Stephanie Rice, director of education services, presented six proposed adoptions and explained the intended uses and target students. The board approved each adoption by voice vote.

Rice said MobyMax (MobyMax Education) will be used in elementary and middle-school intensive academic programs to provide digital, assessment-driven instruction emphasizing grade-level science and social studies content and supplemental support in ELA and math.
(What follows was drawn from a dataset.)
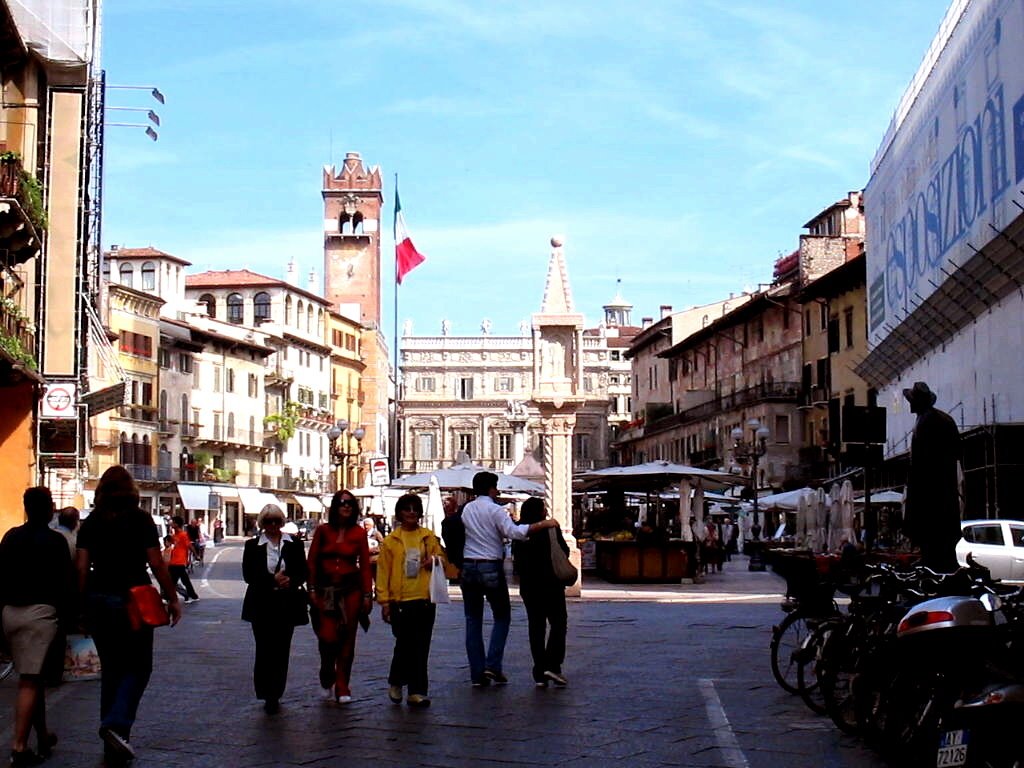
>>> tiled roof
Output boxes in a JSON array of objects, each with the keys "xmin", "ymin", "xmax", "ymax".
[{"xmin": 106, "ymin": 246, "xmax": 191, "ymax": 266}]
She said elementary and middle-school special-education teachers recommended the adoption.

Number Worlds (McGraw Hill) was presented as an intervention program for elementary and middle-school intensive academic programs; Rice said the program uses diagnostic assessment to target specific standards (for example, place value) and combines manipulatives with digital supports.

SPIRE (EPS Learning) was described as a structured, Orton-Gillingham–aligned reading program for elementary and middle-school resource and intensive-academic programs and as a research-based tier‑3 reading intervention appropriate for students with dyslexia.

LanguageTree Online was presented for middle- and high-school newcomer English learners and for dually identified students; Rice said it includes audio, video and assessment formats that align with the ELPAC and allow students to practice listening and speaking with recorded playback.

Unique Learning Systems (ULS) by Everway was recommended for elementary RISE programs and high-school functional academic classes; Rice said ULS delivers core-content lessons (ELA, math, science, history) at individualized levels and includes social-emotional learning supports.

Finally, Hands-On English (Ballard & Tighe) was presented as a hands-on ELD curriculum for elementary dually identified students in RISE programs; Rice said some kits are available from existing materials and there was no new cost for the initial rollout.

Trustees moved to adopt each curriculum as presented. Board members and Rice thanked special-education and intensive-academic teachers for their input and for bringing forward programs aligned to the needs of students with individualized education programs.